Gérard partait pour la campagne ; il y emmena Frédéric. Les premiers beaux jours, l’exercice du cheval, rendirent à celui-ci un peu de gaieté ; Gérard en avait fait autant que lui ; il avait, disait-il, renvoyé sa maîtresse ; il voulait vivre en liberté. Les deux jeunes gens couraient les bois ensemble, et faisaient la cour à une jolie fermière d’un bourg voisin. Mais bientôt arrivèrent des invités de Paris ; la promenade fut quittée pour le jeu ; les dîners devinrent longs et bruyans ; Frédéric ne put supporter cette vie qui l’avait ébloui naguère, et il revint à sa solitude.

Il reçut une lettre de Besançon. Son père lui annonçait que Mlle Darcy venait à Paris avec sa famille. Elle arriva en effet dans le courant de la semaine ; Frédéric, bien qu’à contre-cœur, se présenta chez elle. Il la trouva telle qu’il l’avait laissée, fidèle à son amour secret, et prête à se servir de cette fidélité comme d’un moyen de coquetterie. Elle avoua toutefois qu’elle avait regretté quelques paroles un peu trop dures, prononcées durant le dernier entretien à Besançon. Elle pria Frédéric de lui pardonner si elle avait paru douter de sa discrétion, et elle ajouta que, ne voulant pas se marier, elle lui offrait de nouveau son amitié, mais à tout jamais cette fois. Quand on n’est ni gai ni heureux, de telles offres sont toujours bien venues ; le jeune homme la remercia donc, et trouva quelque charme à passer de temps en temps ses soirées auprès d’elle.

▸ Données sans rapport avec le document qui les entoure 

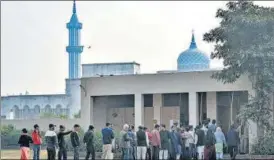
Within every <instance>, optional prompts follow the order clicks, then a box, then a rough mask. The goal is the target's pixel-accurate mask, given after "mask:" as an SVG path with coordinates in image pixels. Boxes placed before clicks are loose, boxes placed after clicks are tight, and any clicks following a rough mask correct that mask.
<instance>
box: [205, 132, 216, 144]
mask: <svg viewBox="0 0 274 160" xmlns="http://www.w3.org/2000/svg"><path fill="white" fill-rule="evenodd" d="M215 143H216V139H215V135H214V133H212V132H211V130H208V131H207V134H206V136H205V146H213V145H215Z"/></svg>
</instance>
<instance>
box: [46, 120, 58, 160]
mask: <svg viewBox="0 0 274 160" xmlns="http://www.w3.org/2000/svg"><path fill="white" fill-rule="evenodd" d="M55 127H56V126H55V125H53V124H49V130H48V131H47V132H46V134H45V139H46V145H47V152H48V160H55V157H56V149H57V148H58V139H57V135H56V133H55V132H54V129H55Z"/></svg>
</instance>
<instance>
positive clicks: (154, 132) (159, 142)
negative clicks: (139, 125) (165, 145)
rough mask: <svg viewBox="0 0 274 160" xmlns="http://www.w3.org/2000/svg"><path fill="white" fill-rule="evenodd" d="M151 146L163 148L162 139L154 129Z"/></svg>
mask: <svg viewBox="0 0 274 160" xmlns="http://www.w3.org/2000/svg"><path fill="white" fill-rule="evenodd" d="M151 135H152V136H151V145H152V146H159V147H160V146H161V138H160V133H159V131H158V130H156V129H154V130H152V132H151Z"/></svg>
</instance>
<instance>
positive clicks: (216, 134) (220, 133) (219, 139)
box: [214, 131, 226, 144]
mask: <svg viewBox="0 0 274 160" xmlns="http://www.w3.org/2000/svg"><path fill="white" fill-rule="evenodd" d="M214 135H215V139H216V143H222V144H226V140H225V135H224V133H223V132H222V131H216V132H215V133H214Z"/></svg>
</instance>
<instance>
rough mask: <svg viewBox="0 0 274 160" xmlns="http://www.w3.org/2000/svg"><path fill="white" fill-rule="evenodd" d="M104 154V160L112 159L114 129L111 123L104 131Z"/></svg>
mask: <svg viewBox="0 0 274 160" xmlns="http://www.w3.org/2000/svg"><path fill="white" fill-rule="evenodd" d="M102 136H103V137H102V139H103V154H102V159H112V148H113V147H112V142H113V140H114V133H113V129H112V128H111V124H110V123H106V127H105V128H103V129H102Z"/></svg>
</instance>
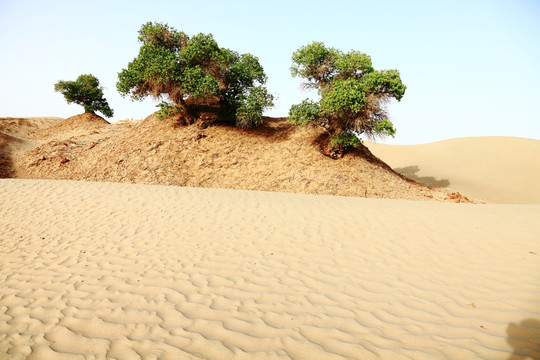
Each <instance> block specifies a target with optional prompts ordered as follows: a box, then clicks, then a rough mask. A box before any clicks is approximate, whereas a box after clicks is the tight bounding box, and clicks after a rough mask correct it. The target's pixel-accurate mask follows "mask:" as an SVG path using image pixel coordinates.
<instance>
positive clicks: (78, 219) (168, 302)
mask: <svg viewBox="0 0 540 360" xmlns="http://www.w3.org/2000/svg"><path fill="white" fill-rule="evenodd" d="M0 199H1V201H0V354H1V355H0V358H5V359H26V358H28V359H104V358H109V359H378V358H382V359H477V358H482V359H538V358H540V281H539V279H540V277H539V275H540V243H539V239H540V221H538V219H540V205H539V204H522V205H504V204H487V205H476V204H453V203H443V202H435V201H410V200H388V199H369V198H358V197H339V196H323V195H303V194H290V193H279V192H274V193H271V192H262V191H245V190H225V189H203V188H190V187H178V186H156V185H136V184H135V185H134V184H119V183H107V182H100V183H98V182H83V181H79V182H76V181H60V180H25V179H0Z"/></svg>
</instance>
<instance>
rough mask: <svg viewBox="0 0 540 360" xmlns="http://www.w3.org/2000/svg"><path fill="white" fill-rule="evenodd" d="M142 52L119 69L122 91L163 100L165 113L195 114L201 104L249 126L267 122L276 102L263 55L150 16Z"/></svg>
mask: <svg viewBox="0 0 540 360" xmlns="http://www.w3.org/2000/svg"><path fill="white" fill-rule="evenodd" d="M138 39H139V42H141V44H142V45H141V48H140V50H139V55H138V56H137V57H136V58H135V59H133V61H132V62H130V63H129V64H128V66H127V68H126V69H122V71H121V72H120V73H119V74H118V82H117V84H116V86H117V89H118V91H119V92H120V94H121V95H122V96H127V95H129V96H131V98H132V99H133V100H142V99H144V98H145V97H147V96H152V97H154V98H155V99H159V100H162V103H161V104H160V105H159V106H160V107H161V109H162V110H160V112H161V113H162V114H165V115H167V114H171V113H172V112H181V113H183V114H184V118H186V119H187V120H188V122H189V123H191V122H192V119H191V118H190V116H192V115H193V113H194V112H196V110H197V109H199V108H201V107H208V106H210V107H213V108H216V109H218V110H219V113H220V115H221V116H222V117H223V119H225V120H231V121H233V122H235V123H236V124H237V125H238V126H241V127H249V126H255V125H259V124H261V123H262V112H263V111H264V109H266V108H268V107H270V106H273V103H272V101H273V96H272V95H271V94H269V93H268V91H267V89H266V87H264V84H265V83H266V80H267V78H266V75H265V73H264V70H263V68H262V66H261V65H260V63H259V60H258V59H257V58H256V57H255V56H253V55H251V54H239V53H237V52H235V51H232V50H229V49H225V48H221V47H219V46H218V44H217V42H216V41H215V40H214V38H213V36H212V34H197V35H195V36H193V37H191V38H190V37H189V36H187V35H186V34H185V33H184V32H182V31H177V30H175V29H174V28H172V27H169V26H168V25H167V24H161V23H152V22H148V23H146V24H144V25H143V26H142V27H141V29H140V30H139V38H138Z"/></svg>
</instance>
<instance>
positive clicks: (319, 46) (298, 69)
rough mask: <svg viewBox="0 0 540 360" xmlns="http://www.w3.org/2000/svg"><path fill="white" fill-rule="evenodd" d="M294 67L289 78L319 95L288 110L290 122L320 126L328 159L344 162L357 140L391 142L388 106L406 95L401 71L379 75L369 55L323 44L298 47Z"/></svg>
mask: <svg viewBox="0 0 540 360" xmlns="http://www.w3.org/2000/svg"><path fill="white" fill-rule="evenodd" d="M292 61H293V65H292V66H291V73H292V75H293V76H298V77H302V78H304V79H306V80H307V82H306V83H305V84H304V86H305V87H306V88H314V89H317V90H318V93H319V95H320V97H321V99H320V101H318V102H315V101H312V100H308V99H306V100H304V101H302V103H300V104H297V105H293V106H291V109H290V110H289V121H291V122H292V123H294V124H297V125H306V124H308V123H315V124H318V125H321V126H323V127H324V128H325V129H326V131H327V132H328V133H329V135H330V140H329V144H328V148H329V150H328V152H330V153H331V154H329V155H332V156H333V157H337V156H342V155H343V151H344V150H346V148H347V147H349V146H356V145H359V144H360V140H359V139H358V137H357V135H360V134H364V135H366V136H367V137H369V138H375V137H377V136H394V134H395V132H396V130H395V129H394V126H393V124H392V123H391V122H390V120H389V117H388V114H387V111H386V104H387V103H388V102H389V101H390V100H391V99H392V98H393V99H396V100H398V101H400V100H401V98H402V97H403V95H404V94H405V90H406V86H405V85H404V84H403V83H402V82H401V78H400V75H399V71H397V70H379V71H377V70H375V69H374V68H373V65H372V63H371V58H370V57H369V56H368V55H367V54H364V53H362V52H360V51H355V50H351V51H349V52H347V53H344V52H342V51H340V50H337V49H334V48H327V47H326V46H325V45H324V44H323V43H322V42H313V43H311V44H309V45H306V46H302V47H300V48H299V49H298V50H297V51H295V52H294V53H293V55H292Z"/></svg>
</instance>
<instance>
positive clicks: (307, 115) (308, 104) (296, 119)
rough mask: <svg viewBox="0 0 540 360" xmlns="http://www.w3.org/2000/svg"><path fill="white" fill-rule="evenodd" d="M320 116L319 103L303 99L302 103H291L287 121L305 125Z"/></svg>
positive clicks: (313, 120) (319, 109)
mask: <svg viewBox="0 0 540 360" xmlns="http://www.w3.org/2000/svg"><path fill="white" fill-rule="evenodd" d="M320 116H321V107H320V105H319V103H316V102H314V101H312V100H309V99H305V100H303V101H302V103H300V104H297V105H292V106H291V109H290V110H289V119H288V120H289V121H290V122H292V123H293V124H294V125H302V126H303V125H307V124H309V123H310V122H312V121H315V120H316V119H318V118H319V117H320Z"/></svg>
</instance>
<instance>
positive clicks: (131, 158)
mask: <svg viewBox="0 0 540 360" xmlns="http://www.w3.org/2000/svg"><path fill="white" fill-rule="evenodd" d="M29 128H30V129H34V130H32V131H27V129H29ZM2 134H9V135H12V136H18V137H19V138H20V139H21V140H22V143H21V144H20V145H18V146H17V148H15V146H14V145H13V144H12V143H13V141H11V142H10V141H9V140H10V139H8V140H7V141H6V144H7V145H6V146H2V145H1V143H0V177H10V178H24V179H55V180H84V181H106V182H123V183H136V184H147V185H178V186H190V187H204V188H222V189H223V188H225V189H240V190H260V191H279V192H292V193H307V194H321V195H339V196H359V197H370V198H394V199H407V200H439V201H453V202H468V201H469V199H467V198H466V197H464V196H462V195H460V194H457V193H455V192H452V191H448V190H446V189H429V188H427V187H425V186H422V185H420V184H418V183H415V182H411V181H409V180H407V179H404V178H403V177H401V176H399V174H397V173H395V172H393V171H392V170H391V169H390V168H389V167H388V165H386V164H384V163H382V162H381V161H380V160H378V159H376V158H375V157H374V156H373V155H372V154H371V153H369V150H367V149H366V148H365V147H363V146H362V147H360V148H359V149H354V150H353V151H350V152H349V153H348V154H346V156H345V157H344V158H343V159H340V160H338V161H336V160H332V159H330V158H328V157H326V156H324V155H322V154H321V153H320V144H319V142H320V138H321V135H322V136H324V131H323V130H321V129H318V128H314V127H299V126H294V125H292V124H290V123H288V122H287V121H286V120H285V119H283V118H265V121H264V124H263V126H261V127H259V128H257V129H249V130H241V129H238V128H236V127H232V126H229V125H226V124H214V126H209V127H206V128H205V127H200V126H197V125H192V126H184V125H180V123H179V122H178V120H177V119H176V120H175V119H167V120H159V119H158V118H157V117H156V115H155V114H154V115H151V116H149V117H148V118H146V119H145V120H141V121H132V122H131V121H127V122H119V123H114V124H108V123H107V122H106V121H105V120H103V119H102V118H100V117H98V116H96V115H90V114H82V115H77V116H74V117H71V118H68V119H65V120H62V121H57V120H56V119H53V121H51V124H50V125H49V126H44V124H43V123H41V122H40V123H39V124H35V123H34V119H11V118H7V119H2V118H0V136H2ZM0 140H1V139H0ZM23 146H24V148H25V151H21V149H22V147H23Z"/></svg>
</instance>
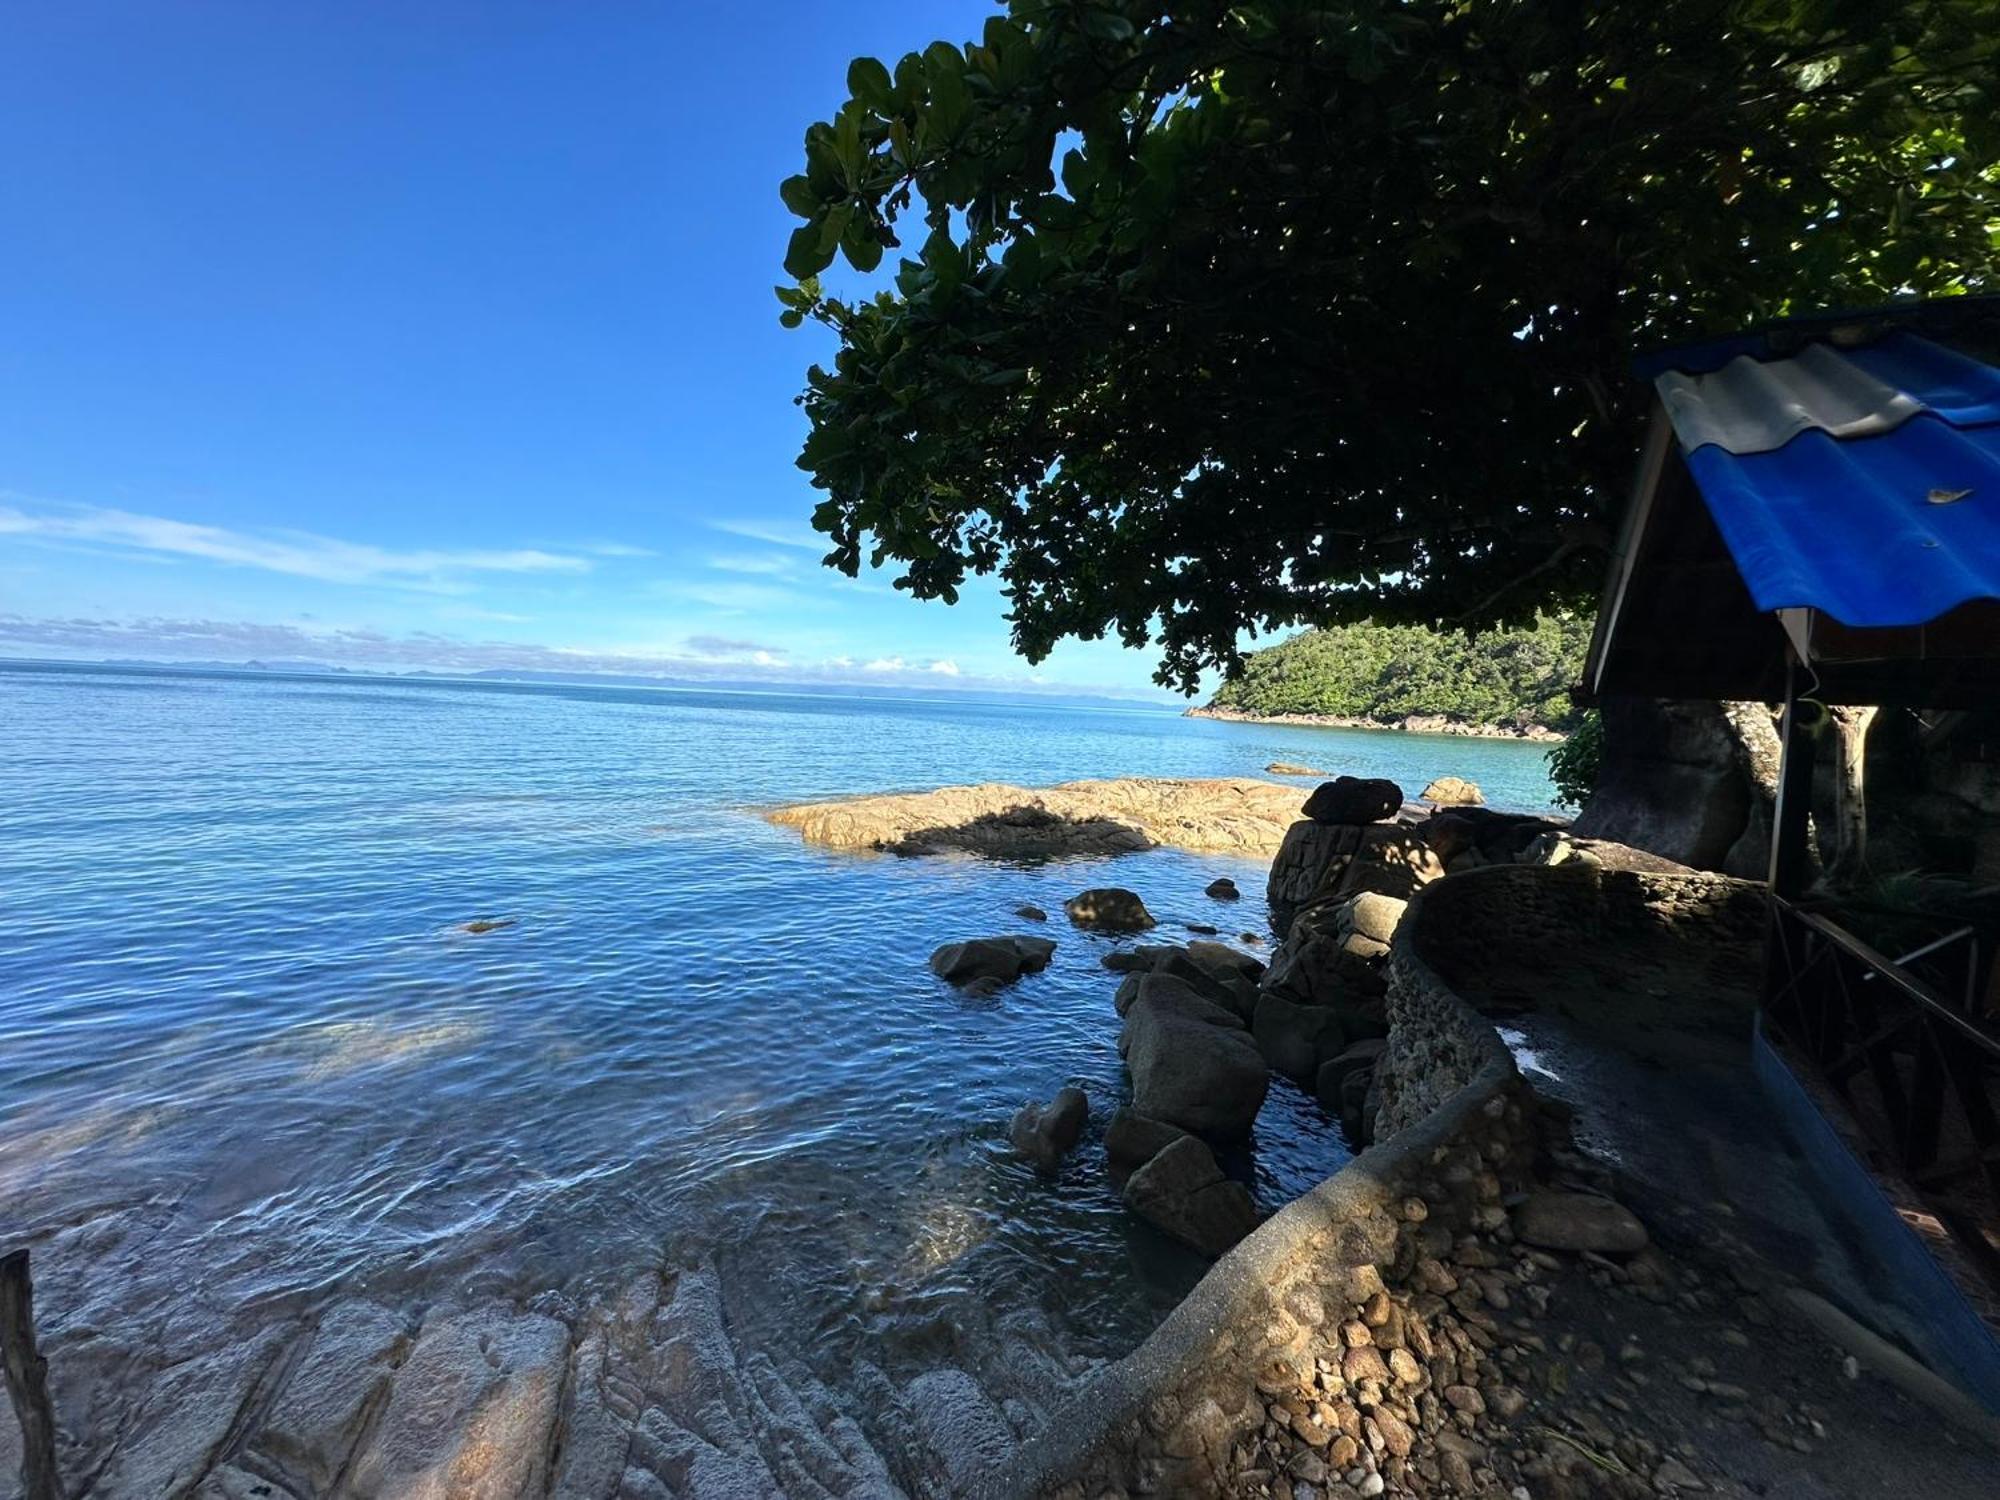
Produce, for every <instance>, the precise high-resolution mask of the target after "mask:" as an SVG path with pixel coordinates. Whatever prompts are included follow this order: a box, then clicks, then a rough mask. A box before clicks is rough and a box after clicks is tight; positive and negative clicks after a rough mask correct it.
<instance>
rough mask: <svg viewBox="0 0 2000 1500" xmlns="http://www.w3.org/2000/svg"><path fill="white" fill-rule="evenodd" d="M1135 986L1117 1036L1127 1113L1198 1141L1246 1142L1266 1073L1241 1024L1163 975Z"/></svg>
mask: <svg viewBox="0 0 2000 1500" xmlns="http://www.w3.org/2000/svg"><path fill="white" fill-rule="evenodd" d="M1140 986H1142V988H1140V992H1138V994H1136V996H1134V998H1132V1000H1130V1004H1128V1006H1126V1022H1124V1028H1122V1030H1120V1034H1118V1050H1120V1052H1122V1054H1124V1060H1126V1066H1128V1068H1130V1070H1132V1108H1134V1110H1138V1112H1140V1114H1146V1116H1152V1118H1154V1120H1166V1122H1168V1124H1174V1126H1180V1128H1182V1130H1192V1132H1196V1134H1204V1136H1216V1138H1222V1140H1238V1138H1242V1136H1246V1134H1248V1132H1250V1126H1252V1122H1254V1120H1256V1112H1258V1110H1260V1108H1264V1090H1266V1088H1270V1072H1268V1070H1266V1066H1264V1056H1262V1054H1260V1052H1258V1048H1256V1042H1252V1040H1250V1034H1248V1032H1246V1030H1244V1026H1242V1022H1240V1020H1238V1018H1236V1016H1232V1014H1228V1012H1226V1010H1222V1008H1218V1006H1210V1004H1208V1002H1206V1000H1202V998H1200V996H1198V994H1196V992H1194V990H1190V988H1188V986H1186V984H1180V982H1178V980H1172V978H1168V976H1166V974H1148V976H1144V978H1142V980H1140Z"/></svg>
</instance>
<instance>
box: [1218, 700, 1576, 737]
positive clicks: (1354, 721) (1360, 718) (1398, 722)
mask: <svg viewBox="0 0 2000 1500" xmlns="http://www.w3.org/2000/svg"><path fill="white" fill-rule="evenodd" d="M1182 718H1214V720H1220V722H1224V724H1298V726H1304V728H1318V730H1392V732H1400V734H1452V736H1458V738H1464V740H1528V742H1530V744H1562V742H1564V740H1566V738H1568V736H1566V734H1560V732H1558V730H1550V728H1544V726H1540V724H1530V726H1526V728H1508V726H1504V724H1472V722H1468V720H1462V718H1446V716H1444V714H1408V716H1406V718H1400V720H1394V722H1384V720H1378V718H1354V716H1350V714H1246V712H1244V710H1240V708H1214V706H1204V708H1190V710H1186V712H1184V714H1182Z"/></svg>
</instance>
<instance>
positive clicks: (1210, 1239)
mask: <svg viewBox="0 0 2000 1500" xmlns="http://www.w3.org/2000/svg"><path fill="white" fill-rule="evenodd" d="M1124 1202H1126V1208H1130V1210H1132V1212H1134V1214H1138V1216H1140V1218H1144V1220H1148V1222H1150V1224H1156V1226H1158V1228H1162V1230H1166V1232H1168V1234H1172V1236H1174V1238H1176V1240H1182V1242H1184V1244H1190V1246H1194V1248H1196V1250H1200V1252H1202V1254H1206V1256H1220V1254H1224V1252H1226V1250H1228V1248H1230V1246H1232V1244H1236V1242H1238V1240H1240V1238H1244V1236H1246V1234H1248V1232H1250V1230H1254V1228H1256V1224H1258V1216H1256V1202H1254V1200H1252V1198H1250V1192H1248V1188H1244V1186H1242V1184H1240V1182H1230V1180H1228V1178H1226V1176H1224V1174H1222V1166H1220V1164H1218V1162H1216V1154H1214V1152H1212V1150H1208V1146H1204V1144H1202V1142H1200V1140H1194V1138H1192V1136H1182V1138H1180V1140H1176V1142H1174V1144H1170V1146H1166V1148H1164V1150H1162V1152H1160V1154H1158V1156H1154V1158H1152V1160H1150V1162H1146V1164H1144V1166H1142V1168H1138V1170H1136V1172H1134V1174H1132V1176H1130V1180H1128V1182H1126V1186H1124Z"/></svg>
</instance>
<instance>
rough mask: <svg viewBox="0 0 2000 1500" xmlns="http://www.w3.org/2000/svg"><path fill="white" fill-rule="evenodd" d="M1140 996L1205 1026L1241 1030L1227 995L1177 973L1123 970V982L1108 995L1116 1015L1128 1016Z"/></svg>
mask: <svg viewBox="0 0 2000 1500" xmlns="http://www.w3.org/2000/svg"><path fill="white" fill-rule="evenodd" d="M1140 1000H1144V1002H1146V1004H1150V1006H1160V1008H1166V1010H1172V1012H1174V1014H1180V1016H1188V1018H1190V1020H1200V1022H1206V1024H1208V1026H1222V1028H1226V1030H1238V1032H1240V1030H1244V1020H1242V1016H1238V1014H1236V1010H1234V1006H1230V1004H1228V998H1218V996H1214V994H1210V992H1204V990H1202V988H1200V986H1194V984H1188V980H1184V978H1180V976H1178V974H1126V978H1124V984H1120V986H1118V992H1116V994H1114V996H1112V1008H1114V1010H1116V1012H1118V1014H1120V1016H1130V1014H1132V1006H1136V1004H1138V1002H1140Z"/></svg>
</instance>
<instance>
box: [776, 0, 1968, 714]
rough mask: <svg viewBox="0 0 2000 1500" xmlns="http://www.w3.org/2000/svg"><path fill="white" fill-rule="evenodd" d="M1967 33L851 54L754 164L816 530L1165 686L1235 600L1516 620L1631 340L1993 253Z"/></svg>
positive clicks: (1030, 34)
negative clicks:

Un certain besoin d’émotions pousse quelquefois les gens blasés à la recherche de l’extraordinaire. Il peut sembler surprenant qu’une femme aussi jeune que l’était Mlle Darcy eut ce bizarre et dangereux caractère ; il est cependant vrai qu’elle était ainsi. Il ne lui fut pas difficile d’obtenir la confiance de Frédéric et de lui faire raconter ses amours. Elle aurait peut-être pu le consoler ; en se montrant seulement coquette auprès de lui, elle l’eût du moins distrait de ses peines ; mais il lui plut de faire le contraire. Au lieu de le blâmer de ses désordres, elle lui dit que l’amour excusait tout et que ses folies lui faisaient honneur ; au lieu de le confirmer dans sa résolution, elle lui répéta qu’elle ne concevait pas qu’il l’eût prise ; si j’étais homme, disait-elle, et si j’avais autant de liberté que vous, rien au monde ne pourrait me séparer de la femme que j’aimerais ; je m’exposerais de bon gré à tous les malheurs, à la misère, s’il le fallait, plutôt que de renoncer à ma maîtresse.

Un pareil langage était bien étrange dans la bouche d’une jeune personne qui ne connaissait de ce monde que l’intérieur de sa famille.